Similarly, the SNES framework interacts with Vec structures.  Once we
have defined a mapping from the (IntVect,level) concept accessed by
MultiFabs to a single unique integer index, the transfer of data
between the two is straightforward; we even reuse the original BoxLib
data distribution, so the translation to Vec structures is simply a
local copy.  Another way to thik of this is that we are taking a 
very structured data format (MultiFab array) and generating a map to 
a completely unstructured format....ick!  But, in doing so we get
access to a nice set of solvers to play with.  The other thing we do 
pay however is the space to hold all these temporary Vecs used in
translation.

So, as I said, without going overboard, I tried to make MFTower
objects (by reference) for as much of the work space as possible,
minimizing data allocations and copies.  Look in the RichardSolver
constructor to see how well (or badly) I did.  In particular, there's
MFTowers for 3 edge-based quantities (which could probably be cut down
to one, or could maybe even borrow memory allocated but unused for the
PorousMedia class.  Not going there just yet!)  Also, there is a fair
amount of meta-data associated with the MFTowers and such, and
associated with storing the PDE operators (particularly as coarse-fine
interfaces) as a matrix operation, but that is shared between all the
structures as much as possible.


Two other comments regarding RichardSolver....

As you wade through the solver, you'll probably find that there are
really only two aspects of this that drove the design of everything
that followed: the needs of the ComputeDarcyVelocity routine in
RichardSolver.cpp and the interface to the PETSc SNES and linear
solver software.  You might start looking there to understand how
things are laid out and where/when things are computed.

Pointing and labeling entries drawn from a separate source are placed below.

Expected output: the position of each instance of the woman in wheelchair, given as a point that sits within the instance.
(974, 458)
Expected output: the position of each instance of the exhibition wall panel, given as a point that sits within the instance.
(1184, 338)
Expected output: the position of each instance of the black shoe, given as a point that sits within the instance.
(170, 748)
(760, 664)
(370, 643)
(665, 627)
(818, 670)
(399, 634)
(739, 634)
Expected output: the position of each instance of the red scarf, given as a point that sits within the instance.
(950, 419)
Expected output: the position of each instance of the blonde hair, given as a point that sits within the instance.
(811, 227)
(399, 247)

Very little optimization/profiling has been done with this suite of
software.  It is not yet known how much energy is wasted with all the
data copying, and how much memory is available with smarter
organization of the work.  This means there's probably lots of
opportunity for the bright young mind to improve all this!

-Marc Day


Additional comments added in early 2014

I have found that the RS structure here was so closely tied to the
PorousMedia class that it was tough to debug and test very thoroughly.
To "fix" this, I've rearranged the code in a way that might seem
to be agressively complicating something that was already complicated.
Basically, I created a container class, RSdata, to be the keeper
of much of the data needed for the RichardSover operations, including
the state, much of the temporaries and the material properties.

As before, the actual data is managed by PorousMedia and RSdata 
contains mostly pointers into those places, but by splitting this
out, I can now choose to have someone else manage that information.
In particular, this allows me to create a testing framework where
I can make simplified versions of all the input data I need, and
have the test really just focus on the solver interfaces.

In doing this, I moved the RS stuff down into a "flow" folder.  I
also put a "simple" test setup that I based on a 1D-ish version of
one of the dvz demo setups.  While this test code is approaching
1K lines, it does seem to isolate things as I had hoped.

In the longer term, it is likely that I'll completely separate the
container holding material properties from the PorousMedia class
since that will enable independent testing of optimized EOS-type
things (table lookups, splines, etc).  My bet is that this new
class will be born from the RSdata class I've made here.


-M, 1/9/14